Important

NeMo 2.0 is an experimental feature and currently released in the dev container only: nvcr.io/nvidia/nemo:dev. Please refer to NeMo 2.0 overview for information on getting started.

Developer Quick Start

The quick start guide provides an overview of a PEFT workflow in NeMo.

Terminology: PEFT vs Adapter

This tutorial uses the term, “PEFT,” to describe the Parameter-Efficient Fine-Tuning method. Additionally, it uses the term, “adapter,” to refer to the supplementary module injected into a frozen base model. Each PEFT model has the flexibility to utilize one or more types of adapters.

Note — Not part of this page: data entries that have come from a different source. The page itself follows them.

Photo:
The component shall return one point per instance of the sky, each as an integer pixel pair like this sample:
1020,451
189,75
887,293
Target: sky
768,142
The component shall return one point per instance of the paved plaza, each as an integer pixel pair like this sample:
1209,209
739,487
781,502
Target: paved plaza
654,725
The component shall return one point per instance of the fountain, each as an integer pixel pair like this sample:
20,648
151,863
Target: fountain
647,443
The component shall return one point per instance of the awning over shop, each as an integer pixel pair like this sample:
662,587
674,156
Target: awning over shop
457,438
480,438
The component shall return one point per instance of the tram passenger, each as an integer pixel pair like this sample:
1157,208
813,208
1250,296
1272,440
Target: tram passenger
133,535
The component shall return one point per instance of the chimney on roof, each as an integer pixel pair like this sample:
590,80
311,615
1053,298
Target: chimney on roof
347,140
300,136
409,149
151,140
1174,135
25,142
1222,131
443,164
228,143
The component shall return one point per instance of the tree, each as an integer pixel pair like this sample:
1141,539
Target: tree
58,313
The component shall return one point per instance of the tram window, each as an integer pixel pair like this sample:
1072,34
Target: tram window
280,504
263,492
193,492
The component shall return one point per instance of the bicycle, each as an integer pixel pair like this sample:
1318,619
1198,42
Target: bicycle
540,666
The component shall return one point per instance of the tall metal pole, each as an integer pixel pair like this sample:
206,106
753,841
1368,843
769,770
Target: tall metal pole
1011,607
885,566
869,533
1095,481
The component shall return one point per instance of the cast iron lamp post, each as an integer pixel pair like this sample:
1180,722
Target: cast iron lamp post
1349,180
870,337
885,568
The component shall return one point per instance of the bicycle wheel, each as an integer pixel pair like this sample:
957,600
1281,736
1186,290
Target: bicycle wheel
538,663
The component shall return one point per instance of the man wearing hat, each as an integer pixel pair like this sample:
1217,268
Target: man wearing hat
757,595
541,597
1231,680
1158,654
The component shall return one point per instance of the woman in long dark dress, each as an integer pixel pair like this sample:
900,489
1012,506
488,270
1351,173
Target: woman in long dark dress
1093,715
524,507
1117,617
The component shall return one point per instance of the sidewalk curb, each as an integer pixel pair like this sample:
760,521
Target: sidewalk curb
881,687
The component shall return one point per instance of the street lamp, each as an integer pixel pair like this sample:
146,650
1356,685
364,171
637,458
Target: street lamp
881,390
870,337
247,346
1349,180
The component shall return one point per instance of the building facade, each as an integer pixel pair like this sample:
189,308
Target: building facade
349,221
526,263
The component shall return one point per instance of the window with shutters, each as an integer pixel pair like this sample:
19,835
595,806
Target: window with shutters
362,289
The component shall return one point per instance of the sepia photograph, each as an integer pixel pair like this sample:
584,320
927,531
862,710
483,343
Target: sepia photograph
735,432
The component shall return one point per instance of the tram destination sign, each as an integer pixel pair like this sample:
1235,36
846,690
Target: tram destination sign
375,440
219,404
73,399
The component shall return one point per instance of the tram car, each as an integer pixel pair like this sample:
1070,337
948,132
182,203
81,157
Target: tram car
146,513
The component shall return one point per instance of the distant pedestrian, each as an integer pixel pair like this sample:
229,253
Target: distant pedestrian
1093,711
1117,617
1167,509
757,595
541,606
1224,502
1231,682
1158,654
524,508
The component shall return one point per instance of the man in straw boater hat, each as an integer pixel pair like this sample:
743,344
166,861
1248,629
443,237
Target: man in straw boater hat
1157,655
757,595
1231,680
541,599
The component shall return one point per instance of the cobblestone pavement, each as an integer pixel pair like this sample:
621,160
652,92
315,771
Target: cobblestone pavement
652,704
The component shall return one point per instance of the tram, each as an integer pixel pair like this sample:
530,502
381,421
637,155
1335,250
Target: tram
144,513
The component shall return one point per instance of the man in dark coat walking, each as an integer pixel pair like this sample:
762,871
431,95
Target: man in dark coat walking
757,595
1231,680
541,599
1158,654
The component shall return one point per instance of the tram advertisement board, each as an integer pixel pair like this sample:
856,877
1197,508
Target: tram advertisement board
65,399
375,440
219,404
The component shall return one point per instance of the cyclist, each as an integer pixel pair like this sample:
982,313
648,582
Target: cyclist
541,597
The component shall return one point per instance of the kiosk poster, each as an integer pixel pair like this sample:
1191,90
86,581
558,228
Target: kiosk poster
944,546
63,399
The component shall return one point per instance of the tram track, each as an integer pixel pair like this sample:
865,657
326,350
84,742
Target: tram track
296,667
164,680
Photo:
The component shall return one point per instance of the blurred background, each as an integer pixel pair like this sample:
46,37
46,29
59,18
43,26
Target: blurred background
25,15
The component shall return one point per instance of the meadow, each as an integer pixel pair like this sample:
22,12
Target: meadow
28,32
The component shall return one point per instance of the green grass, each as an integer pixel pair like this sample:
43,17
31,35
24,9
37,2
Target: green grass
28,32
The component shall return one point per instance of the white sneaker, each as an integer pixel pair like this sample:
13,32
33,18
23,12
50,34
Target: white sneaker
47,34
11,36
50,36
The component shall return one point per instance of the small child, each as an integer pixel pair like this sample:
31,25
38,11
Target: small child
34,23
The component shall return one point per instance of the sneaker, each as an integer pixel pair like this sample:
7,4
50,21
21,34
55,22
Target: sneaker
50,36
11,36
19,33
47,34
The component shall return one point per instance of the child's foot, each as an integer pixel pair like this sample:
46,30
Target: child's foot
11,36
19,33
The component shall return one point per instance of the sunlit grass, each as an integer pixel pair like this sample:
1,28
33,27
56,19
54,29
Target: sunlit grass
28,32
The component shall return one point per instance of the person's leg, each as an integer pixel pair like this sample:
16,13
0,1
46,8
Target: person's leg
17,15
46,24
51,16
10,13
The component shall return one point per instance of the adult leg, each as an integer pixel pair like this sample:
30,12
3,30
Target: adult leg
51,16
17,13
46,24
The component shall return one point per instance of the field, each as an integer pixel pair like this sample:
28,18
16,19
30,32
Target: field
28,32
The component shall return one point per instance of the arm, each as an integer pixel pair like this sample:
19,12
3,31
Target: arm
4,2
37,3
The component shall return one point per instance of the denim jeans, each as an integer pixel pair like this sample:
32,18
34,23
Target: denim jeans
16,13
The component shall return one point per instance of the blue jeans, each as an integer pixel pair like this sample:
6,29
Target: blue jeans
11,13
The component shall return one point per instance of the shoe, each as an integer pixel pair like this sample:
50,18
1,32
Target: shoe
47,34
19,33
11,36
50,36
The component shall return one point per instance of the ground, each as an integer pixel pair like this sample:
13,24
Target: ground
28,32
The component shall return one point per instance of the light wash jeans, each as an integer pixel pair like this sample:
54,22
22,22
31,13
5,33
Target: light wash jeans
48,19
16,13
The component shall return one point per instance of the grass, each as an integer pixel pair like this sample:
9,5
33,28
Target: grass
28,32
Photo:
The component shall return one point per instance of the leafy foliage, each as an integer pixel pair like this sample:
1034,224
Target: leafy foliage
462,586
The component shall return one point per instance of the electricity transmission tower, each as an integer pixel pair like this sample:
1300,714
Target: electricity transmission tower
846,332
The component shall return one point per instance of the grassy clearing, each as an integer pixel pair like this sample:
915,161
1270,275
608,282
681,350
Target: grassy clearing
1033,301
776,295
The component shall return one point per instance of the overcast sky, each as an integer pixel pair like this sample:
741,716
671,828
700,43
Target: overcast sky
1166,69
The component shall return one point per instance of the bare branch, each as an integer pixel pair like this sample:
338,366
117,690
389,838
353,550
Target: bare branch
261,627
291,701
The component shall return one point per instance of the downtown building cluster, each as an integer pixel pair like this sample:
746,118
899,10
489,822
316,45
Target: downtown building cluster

Among the different PEFT methods, one method is sometimes referred to as “adapters” because it was among the earliest proposed uses of adapter modules in NLP. To differentiate between the two usages, we’ll refer to this PEFT method as the “canonical” adapters.

How PEFT work in NeMo models

Each PEFT method has one or more types of adapters that need to be injected into the base model. In NeMo models, the adapter logic and adapter weights are already built into the submodules, but they are disabled by default for ordinary training and fine-tuning.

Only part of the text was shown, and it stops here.